Approximately 10% to 20% of dogs presented to veterinary practices have otitis externa and/or otitis media. As otitis becomes more chronic, Pseudomonas species are often grown from canine ears and can display a wide spectrum of innate resistance to several classes of antimicrobials.

  • Otic swabs were collected from client-owned dogs with clinical evidence of otitis and submitted for bacterial culture and susceptibility testing.
  • All culture plates with confirmed Pseudomonas species had 8 sterile wells cut into the agar; each well was filled with 200 mcgL of a commercial ear cleanser. The diameter of the zone of inhibition around each well was measured after 15 to 18 hours of incubation.
  • Three cleansers consistently inhibited growth of the test organism in 50/50 (100%) of cases:
    • Sancerum (lactic acid 2.5%, salicylic acid 0.1%; msd-uk.com)
    • MalAcetic Otic (acetic acid 2%, boric acid 2%; dechra.com)
    • Otodine (propylene glycol, chlorhexidine gluconate 0.15%, Tris EDTA; vetruus.com).
  • Three cleansers consistently failed to inhibit the growth of Pseudomonas in 50/50 (100%) of cases:
    • CerumAural (squalene in isopropyl myristate, liquid petroleum; dechra.com)
    • Cleanaural (propylene glycol, isopropyl alcohol, citric acid, L-menthol, chlorothymol, thomethamine; dechra.com)
    • Surosolve® (salicylic acid, tris EDTA, chlorxylenol, sodium docusate, propylene glycol; fidavet.com).

This study demonstrates variability among ear cleansers regarding their antimicrobial activity against different Pseudomonas isolates. It also demonstrates that Pseudomonas does not appear to be a pH-dependent bacterium. Ototoxicity needs to be taken into account with certain active ingredients; some ingredients may work better in vivo.

Steen SI, Paterson S. The susceptibility of Pseudomonas spp. isolated from dogs with otitis to topical ear cleaners. J Small Animal Pract 2012; 53:599-603.


Commercial ear cleansers contain a wide variety of antimicrobial ingredients. These ingredients not only help prevent recurrent otitis but also prevent contamination of the solution. Studies in human medicine have shown that topical drops and cleansers can be iatrogenically contaminated, which can lead to continued or resistant infections in patients.

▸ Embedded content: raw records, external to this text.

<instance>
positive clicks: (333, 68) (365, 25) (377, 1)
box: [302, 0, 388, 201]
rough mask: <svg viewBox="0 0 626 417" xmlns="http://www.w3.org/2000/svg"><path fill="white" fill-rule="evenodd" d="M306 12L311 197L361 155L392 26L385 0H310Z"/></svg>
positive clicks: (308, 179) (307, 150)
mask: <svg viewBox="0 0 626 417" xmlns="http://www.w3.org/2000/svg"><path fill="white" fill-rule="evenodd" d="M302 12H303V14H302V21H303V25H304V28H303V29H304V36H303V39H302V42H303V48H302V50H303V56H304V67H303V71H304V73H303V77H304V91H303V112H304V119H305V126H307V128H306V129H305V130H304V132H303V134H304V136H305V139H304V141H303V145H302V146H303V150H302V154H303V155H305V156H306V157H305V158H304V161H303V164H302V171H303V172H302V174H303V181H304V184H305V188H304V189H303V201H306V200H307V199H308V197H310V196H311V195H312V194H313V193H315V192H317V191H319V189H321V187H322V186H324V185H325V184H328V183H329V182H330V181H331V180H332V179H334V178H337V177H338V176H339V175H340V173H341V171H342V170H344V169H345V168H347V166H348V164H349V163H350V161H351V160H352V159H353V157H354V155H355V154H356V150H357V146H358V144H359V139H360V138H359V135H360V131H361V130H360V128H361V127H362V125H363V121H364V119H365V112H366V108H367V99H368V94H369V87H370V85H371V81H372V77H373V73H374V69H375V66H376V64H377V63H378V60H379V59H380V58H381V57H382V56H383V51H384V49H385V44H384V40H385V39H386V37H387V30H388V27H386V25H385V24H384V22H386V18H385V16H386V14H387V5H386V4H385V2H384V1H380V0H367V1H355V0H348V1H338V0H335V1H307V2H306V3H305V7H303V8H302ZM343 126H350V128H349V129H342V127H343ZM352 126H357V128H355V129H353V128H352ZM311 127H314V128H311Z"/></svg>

  • A total of 140 ear cleanser bottles were examined for cleanliness, purchase date, expiration date, amount of solution remaining, and bottle size. The applicator tip and remaining solution in each bottle was aseptically cultured.
  • Bacteria were cultured from 17 bottles (12.1%); 14 (10%) bottles had bacterial growth from the applicator tip, while 3 (2.1%) had solution contamination.
  • There were no significant differences in contamination rates regarding time since purchase or last use, frequency of use, whether the bottle touched the ear canal or was cleaned after use, visual dirtiness of bottle at time of culture, or recurrence of ear infections and bottle use.
  • Factors that contributed significantly to contamination were:
    • Expiration status of the solution
    • Size of bottle
    • Tris EDTA as active ingredient.

Pathogenic bacterial contamination of routine home ear cleansers is relatively low. However, risk may be increased if ear cleansers are used past their expiration date, if a large bottle is selected, or if Tris EDTA is an active ingredient. Clients should be encouraged to dispose of expired cleansers, use smaller bottles, and practice strict hand hygiene.

Bartlett SJ, Rosenkrantz WS, Sanchez S. Bacterial contamination of commercial ear cleaners following routine home use. Vet Dermatol 2011; 22:546-553.